Im Raum liegt diese freundliche Ruhe, die nichts mit Flüstern zu tun hat. Tafel auf, Köpfe hoch – und plötzlich traut man sich, laut zu denken. So beschreibt Herr Zokaie seinen Unterricht: gelassen auftreten, freundlich bleiben, eine Atmosphäre aufbauen, in der Fragen ausdrücklich erwünscht sind – besonders dort, wo Mathe- oder Physikangst sitzt. Beziehungen tragen mehr als reines Fachwissen, sagt er; wer einen guten Draht zueinander findet, lernt sichtbarer.

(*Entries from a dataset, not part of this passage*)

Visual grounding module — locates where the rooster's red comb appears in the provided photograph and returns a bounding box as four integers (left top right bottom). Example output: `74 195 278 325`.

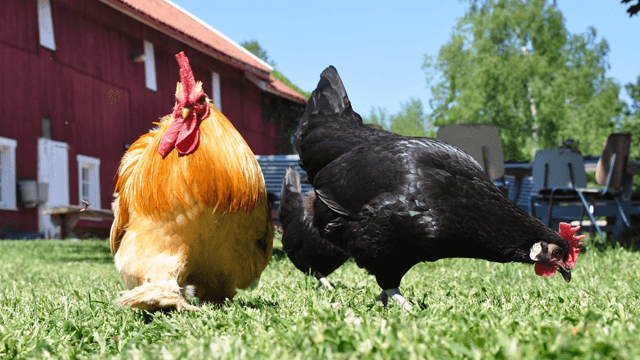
176 51 196 99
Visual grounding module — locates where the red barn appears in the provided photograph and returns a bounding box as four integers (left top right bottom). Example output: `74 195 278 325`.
0 0 306 237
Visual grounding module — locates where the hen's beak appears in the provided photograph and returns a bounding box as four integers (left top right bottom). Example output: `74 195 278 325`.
558 265 571 282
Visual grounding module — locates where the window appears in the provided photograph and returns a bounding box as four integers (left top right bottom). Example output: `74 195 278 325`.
38 0 56 51
0 137 18 210
144 40 158 91
77 155 101 209
211 71 222 111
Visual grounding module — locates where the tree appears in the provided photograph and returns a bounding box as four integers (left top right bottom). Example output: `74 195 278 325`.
240 40 276 68
363 98 435 137
620 0 640 17
423 0 622 161
240 40 311 99
618 75 640 191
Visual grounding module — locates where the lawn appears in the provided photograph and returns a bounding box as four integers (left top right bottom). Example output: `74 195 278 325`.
0 233 640 359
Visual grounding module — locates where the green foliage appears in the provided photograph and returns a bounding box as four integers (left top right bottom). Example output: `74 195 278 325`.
240 40 311 99
0 235 640 359
363 98 435 137
423 0 622 161
271 69 311 100
240 40 276 67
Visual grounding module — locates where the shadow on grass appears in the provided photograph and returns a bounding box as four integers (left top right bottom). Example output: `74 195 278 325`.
51 241 113 264
136 298 280 324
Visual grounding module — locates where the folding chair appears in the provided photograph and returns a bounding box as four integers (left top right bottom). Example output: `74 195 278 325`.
436 124 506 191
531 134 631 238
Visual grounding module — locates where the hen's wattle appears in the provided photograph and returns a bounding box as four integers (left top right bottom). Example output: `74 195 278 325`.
535 223 585 277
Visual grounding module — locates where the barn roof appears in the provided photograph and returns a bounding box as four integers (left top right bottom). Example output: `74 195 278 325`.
100 0 307 104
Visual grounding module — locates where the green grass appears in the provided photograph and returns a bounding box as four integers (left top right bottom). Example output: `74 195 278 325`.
0 236 640 359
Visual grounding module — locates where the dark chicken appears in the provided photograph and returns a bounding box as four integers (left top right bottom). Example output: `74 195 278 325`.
278 166 349 289
294 66 579 309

Der Weg an die Ziehenschule war bewusst. Nach dem Studium suchte Herr Zokaie ein Umfeld, in dem Physik nicht nur „auch noch“ stattfindet, sondern Profil hat. Der Webauftritt unserer Schule versprach genau das – und was online stand, erlebte er im Alltag bestätigt. Seit 2017 unterrichtet er hier Mathematik und Physik; Referendariat und Ausbildung hat er ebenfalls an unserer Schule gemacht.
Was vielen der Schüler wichtig ist, ist der Mensch hinter Kreide und Formeln. Privat klingt es nach Bewegung und Gemeinschaft: Bouldern, Laufen, Radfahren; Fitnessstudio „nur ab und zu – eigentlich das Langweiligste“. Brettspiele dürfen komplex sein (Dune Imperium, Slay the Spire, Arche Nova, Twilight Imperium), gern mehrstündig – das „Reindenken in neue Regelsets“ ist Teil des Reizes. Schach spielt er seit dem Ende der AG seltener. Musik? Eher Klassik als Pop, regelmäßige Opernabende, und am Klavier wird geübt. Bei Filmen empfiehlt er Denis Villeneuve (Arrival, Dune) – und Cloud Atlas hat es ihm mal so angetan, dass er den Film mehrfach im Kino gesehen hat.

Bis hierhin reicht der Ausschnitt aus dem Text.